Capital markets posted net income of $443 million, up 6% year over year, and U.S. specialty finance and international earnings inched up to $185 million from $183 million.

“The first quarter marks a strong start to the year for the Bank, driven by our diversified and complementary franchises, as well as our prudent approach to capital and credit,” said Laurent Ferreira, president and chief executive officer.

“We are executing on our financial objectives with discipline, driving organic growth and operational efficiency as we reinforce our pan‑Canadian reach, and creating long‑term value for our shareholders.”
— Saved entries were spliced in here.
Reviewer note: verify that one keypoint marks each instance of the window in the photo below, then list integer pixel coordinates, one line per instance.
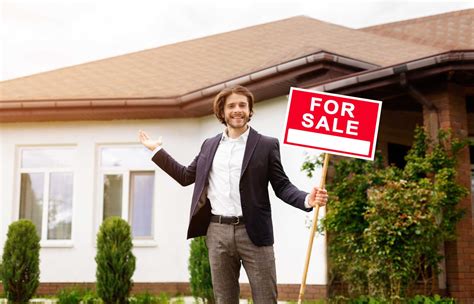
(127, 185)
(46, 189)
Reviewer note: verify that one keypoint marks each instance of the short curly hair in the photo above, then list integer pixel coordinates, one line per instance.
(219, 100)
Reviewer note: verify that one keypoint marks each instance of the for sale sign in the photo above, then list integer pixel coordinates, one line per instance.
(336, 124)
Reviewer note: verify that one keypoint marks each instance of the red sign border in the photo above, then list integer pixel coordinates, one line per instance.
(324, 150)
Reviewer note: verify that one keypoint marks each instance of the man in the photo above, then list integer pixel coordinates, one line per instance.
(230, 202)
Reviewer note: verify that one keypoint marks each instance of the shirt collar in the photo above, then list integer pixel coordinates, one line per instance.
(243, 137)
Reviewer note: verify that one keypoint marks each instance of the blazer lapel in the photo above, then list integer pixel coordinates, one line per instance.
(214, 143)
(252, 141)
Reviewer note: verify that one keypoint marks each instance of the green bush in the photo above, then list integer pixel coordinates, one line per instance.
(69, 296)
(200, 270)
(115, 261)
(419, 299)
(76, 296)
(144, 298)
(386, 225)
(20, 262)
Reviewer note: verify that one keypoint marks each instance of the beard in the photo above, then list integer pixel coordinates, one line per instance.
(237, 122)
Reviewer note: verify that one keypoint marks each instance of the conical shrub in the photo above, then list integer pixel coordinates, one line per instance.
(115, 261)
(200, 271)
(20, 262)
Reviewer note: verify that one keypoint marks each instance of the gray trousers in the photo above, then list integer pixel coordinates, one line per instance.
(229, 247)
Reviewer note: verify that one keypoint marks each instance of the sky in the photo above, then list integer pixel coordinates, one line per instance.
(43, 35)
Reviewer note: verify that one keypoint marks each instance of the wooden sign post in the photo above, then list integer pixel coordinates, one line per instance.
(332, 123)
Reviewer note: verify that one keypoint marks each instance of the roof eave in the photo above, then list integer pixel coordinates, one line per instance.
(193, 104)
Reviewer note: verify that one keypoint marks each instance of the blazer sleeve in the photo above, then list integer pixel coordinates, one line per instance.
(280, 182)
(182, 174)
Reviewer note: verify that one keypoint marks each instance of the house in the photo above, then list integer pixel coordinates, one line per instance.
(70, 154)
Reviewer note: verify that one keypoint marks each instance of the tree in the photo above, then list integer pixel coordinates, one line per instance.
(386, 225)
(115, 261)
(200, 270)
(20, 262)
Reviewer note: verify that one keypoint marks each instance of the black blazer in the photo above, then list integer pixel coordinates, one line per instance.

Buyback push highlights capital posture

Alongside results, National Bank moved to increase its normal course issuer bid, seeking approval to repurchase up to 14.5 million common shares, or 3.70% of shares outstanding, up from a prior cap of 8 million shares (2.04%).

“The normal course issuer bid provides the Bank with additional flexibility in managing its capital,” the bank said, noting that all repurchased shares would be cancelled.

The Common Equity Tier 1 ratio stood at 13.7%, little changed from 13.8% at the end of October, leaving room for buybacks while maintaining a conservative buffer.

Corporate finance academics have long viewed such programs as a signal of management’s view that the stock is undervalued and as a tool to fine‑tune capital structure rather than a substitute for growth investment.

CWB integration reshapes growth profile

CWB’s results were fully consolidated for the quarter after the acquisition closed in February 2025, with National Bank highlighting the deal’s contribution across its Western Canadian footprint.

Ferreira earlier said that the C$5 billion purchase would “accelerate National Bank’s strategic plan and pan‑Canadian growth,” while CWB chief executive Chris Fowler said he was “confident that this combination will create incredible value for our clients, teams, communities and our shareholders.”

Meanwhile, BMO and Scotiabank also posted their Q1 2026 financials. The Royal Bank of Canada, Toronto‑Dominion Bank and CIBC are expected to report tomorrow, February 26.